6. Applications, Numerical Verification, and Implementation Guidance

Table: RR Extrapolation Applications in Key Domains

Domain	Error Structure Needed	RR Implementation Mode
Numerical Integration	Expansion in powers of $h$	Multiple quadratures at varying mesh sizes; combine via analytic weights (Youngberg, 2012, Rakshit et al., 2019)
Markovian SA/LSA	Expansion in step size $\alpha$	Multiple SA runs at distinct stepsizes; combine via weights from Vandermonde systems (Huo et al., 2022, Levin et al., 7 Aug 2025)
SGD/ML Optimization	Expansion in stepsize $\gamma$	Paired/coupled SGD chains at $\gamma, 2\gamma$; extrapolate after tail-averaging (Sheshukova et al., 7 Oct 2024)
RL (Q-learning, TD)	Expansion in constant stepsize $\alpha$	Parallel agent runs at different $\alpha$; combine as above (Zhang et al., 25 Jan 2024)
Federated Learning	Expansion in global/local stepsize/count	Federated server collects different estimates; forms extrapolated global estimate (Mangold et al., 2 Dec 2024)

Empirical and theoretical studies demonstrate that the RR estimator systematically outperforms the baseline (Polyak–Ruppert, vanilla integration, etc.) estimator both in bias and, after accounting for minor variance inflation due to the weights, in root-mean-square convergence rate (Levin et al., 7 Aug 2025, Sheshukova et al., 7 Oct 2024).

Implementation requirements include careful balancing of variance and bias, choice of step sizes (geometric spacing or equidistant spacing per the constraints of the problem), and, in some cases, simultaneous simulation of multiple chains under shared randomness.

7. Limitations, Edge Cases, and Practical Considerations

• Expansion Validity: The method critically depends on the veracity of the error expansion (smoothness of the function, regularity of noise). In irregular or highly non-smooth models, the expansion may fail or higher-order terms may dominate for large step sizes, potentially invalidating the extrapolation (Mikkelsen et al., 12 Jun 2024).
• Numerical Stability: High-order extrapolation may suffer from ill-conditioned linear systems, causing large variance inflation in the resulting weights (Ascoli, 2018).
• Computational Cost: Each added extrapolation level incurs the cost of a new run, possibly offset by parallel execution but imposing memory and scheduling requirements.
• Variance-Bias Tradeoff: Extrapolation reduces bias at the expense of increased variance due to the weights (especially as the number of extrapolation nodes grows)—optimal node selection and step size scheduling are therefore crucial (Krebsbach et al., 2022).
• Zero-Bias Scenarios: In highly structured noise settings (independent additive noise, certain semi-simulated RL setups), the bias already vanishes and extrapolation is unnecessary (Huo et al., 2023).

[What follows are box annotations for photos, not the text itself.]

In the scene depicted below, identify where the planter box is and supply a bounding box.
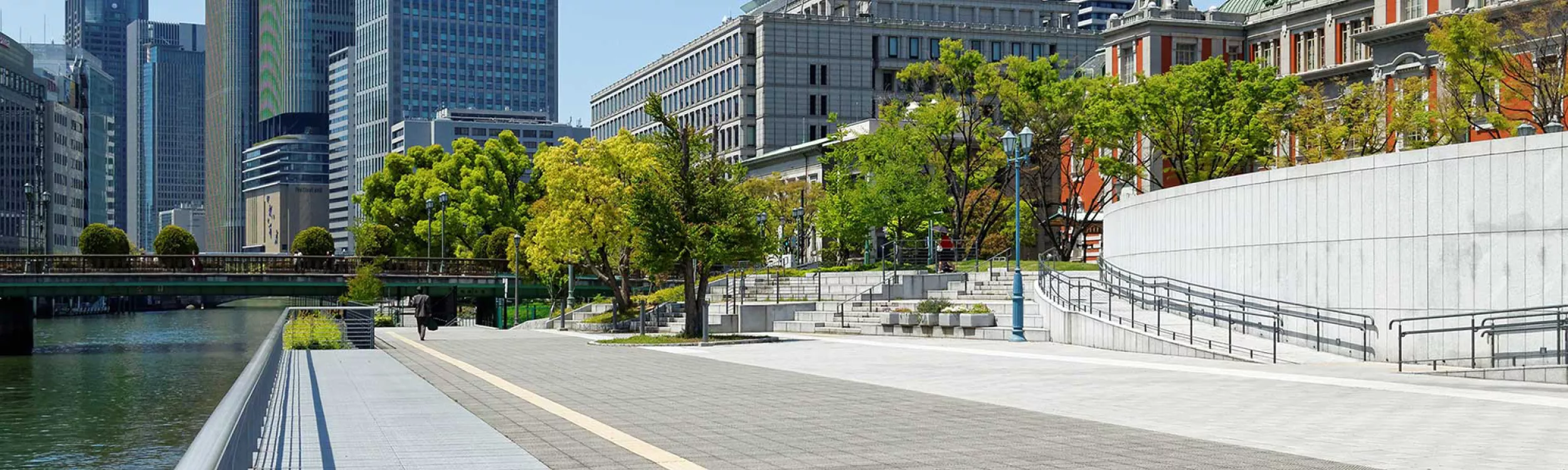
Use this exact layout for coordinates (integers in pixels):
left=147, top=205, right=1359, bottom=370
left=958, top=313, right=996, bottom=328
left=936, top=313, right=965, bottom=326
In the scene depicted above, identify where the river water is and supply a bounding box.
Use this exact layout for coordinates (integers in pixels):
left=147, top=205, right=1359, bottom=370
left=0, top=300, right=284, bottom=469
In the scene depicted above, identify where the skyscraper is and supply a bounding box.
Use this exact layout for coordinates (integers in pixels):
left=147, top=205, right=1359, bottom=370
left=66, top=0, right=147, bottom=226
left=207, top=0, right=354, bottom=251
left=122, top=21, right=207, bottom=246
left=130, top=44, right=207, bottom=248
left=331, top=0, right=558, bottom=249
left=203, top=0, right=257, bottom=253
left=0, top=33, right=49, bottom=253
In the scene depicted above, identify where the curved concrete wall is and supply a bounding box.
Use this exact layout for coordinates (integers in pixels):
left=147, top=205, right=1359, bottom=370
left=1104, top=133, right=1568, bottom=359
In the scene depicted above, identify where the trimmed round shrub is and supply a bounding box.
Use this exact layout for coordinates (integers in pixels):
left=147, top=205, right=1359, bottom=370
left=356, top=224, right=394, bottom=257
left=77, top=224, right=130, bottom=256
left=152, top=226, right=201, bottom=269
left=294, top=227, right=332, bottom=257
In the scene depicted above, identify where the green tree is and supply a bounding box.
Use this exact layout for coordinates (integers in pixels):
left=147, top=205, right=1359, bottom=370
left=351, top=222, right=397, bottom=257
left=1427, top=0, right=1568, bottom=138
left=877, top=39, right=1022, bottom=257
left=630, top=94, right=765, bottom=335
left=526, top=130, right=657, bottom=312
left=1116, top=58, right=1301, bottom=187
left=77, top=224, right=130, bottom=256
left=290, top=227, right=332, bottom=257
left=354, top=132, right=541, bottom=257
left=152, top=226, right=201, bottom=268
left=337, top=263, right=386, bottom=304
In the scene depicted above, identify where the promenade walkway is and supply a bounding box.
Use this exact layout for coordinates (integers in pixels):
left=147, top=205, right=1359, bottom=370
left=254, top=350, right=546, bottom=470
left=378, top=329, right=1361, bottom=469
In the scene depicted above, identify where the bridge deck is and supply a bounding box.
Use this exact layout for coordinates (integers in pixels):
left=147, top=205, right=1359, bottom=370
left=254, top=350, right=546, bottom=470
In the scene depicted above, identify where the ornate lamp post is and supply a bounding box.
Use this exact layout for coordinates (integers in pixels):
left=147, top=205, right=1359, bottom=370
left=1002, top=125, right=1035, bottom=342
left=441, top=193, right=447, bottom=274
left=425, top=199, right=436, bottom=271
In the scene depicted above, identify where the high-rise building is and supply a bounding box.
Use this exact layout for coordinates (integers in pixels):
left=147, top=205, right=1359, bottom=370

8. Significance and Current Research Directions

The RR extrapolation procedure underpins state-of-the-art performance in multiple settings, particularly for stochastic optimization under Markovian noise, constant step sizes, and federated environments where bias otherwise cannot be eliminated by averaging. Its impact is seen in strong theoretical bounds—those that match known optimality thresholds (e.g., covariance structure in CLT settings)—and in empirical evidence for practical improvements in computational statistics and learning. Open directions include adaptive schedules for step size/node selection, finite-sample optimal allocation of computational resources (Krebsbach et al., 2022), and extensions to more complex non-linear or non-Markovian data generating processes.

In summary, RR extrapolation is a cornerstone of modern error reduction strategies, generalizing bias cancellation well beyond its origins in numerical integration to high-dimensional, stochastic, and distributed computation. By leveraging known error expansions and flexible combination strategies, it achieves accelerated convergence and statistically optimal performance across a breadth of applications.